Conversamos con Emiliano Ulloa, su protagonista y esta, es la historia.
¿Qué diferencia hay entre esta Kassandra y la que vimos hará un par de años?
El equipo creativo es el mismo, en 2021 estrenamos en el foro Shakespeare, pero con otra empresa productora. Hubo unas diferencias, sobre todo, lo de siempre, económicas, y nosotros como equipo de trabajo, como equipo creativo decidimos seguir adelante con el proyecto porque de otra manera se hubiera quedado ahí, en esa temporada hubiera muerto, la verdad, y a Sergio Blanco le interesaba mucho que siguiéramos adelante con el proyecto porque recibió muy buenas críticas, mucha gente le escribió a partir de Kassandra.
¿Él la vio?
No no la ha visto, al parecer viene en marzo y ojalá podamos tener otra temporada para poder mostrársela.
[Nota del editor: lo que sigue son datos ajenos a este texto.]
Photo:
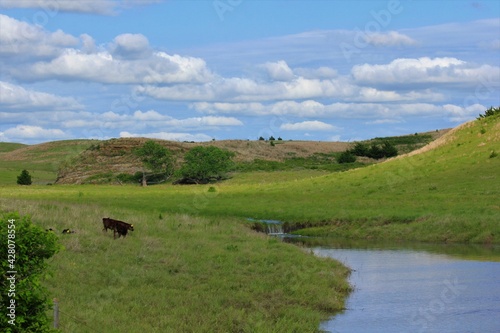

En ese año coincidieron tres textos de blanco, creo que no estuvieron los tres al mismo tiempo, pero estuvieron muy ligados: La ira de Narciso, Tebas Land y Kassandra.
Tú que eres Kassandra ¿la sientes más madura?. Es el mismo texto, por supuesto mismo autor, mismo director, mismo intérprete, pero son dos propuestas distintas.
Sí, así es. Creo que también en la visión de Luis Eduardo Yee, el director, hubo mucha madurez sobre el proyecto en sí, en cómo acercar al personaje, porque en la temporada anterior teníamos una plataforma muy grande, que era muy bella, pero se sentía muy lejana, y la propuesta de Luis Eduardo siempre fue traer un mito tan lejano, como es el de Kassandra, como es el de Troya, de la guerra, a algo tan tangible para el público, algo que fuera mucho más cercano, entonces creo que este espacio fue un gran acierto para la obra. Creo que a la gente le está gustando mucho.

En El Granero, uno de los teatros más emblemáticos de esta ciudad, y con el cuarto frente bloqueado, quedó perfecto para Kassandra.
Sí, exacto. Es un teatro bellísimo, yo es la primera vez que estoy ahí. Me falta El Galeón y ya, son mis pendientes, para poder estar en alguna temporada.
¿Qué, o quién es Kassandra? creo que aquí aplican, el qué y el quién.
Kassandra es, en esta obra, una mujer transexual, es migrante, es una exiliada de guerra, y, sobre todo, es una mujer que va por todo el mundo haciendo justicia de su propio mito. Creo que eso es el meollo de este texto, que nos hace ver que solo nosotros, solo nosotras, podemos saber realmente cuál es nuestra identidad, nadie más.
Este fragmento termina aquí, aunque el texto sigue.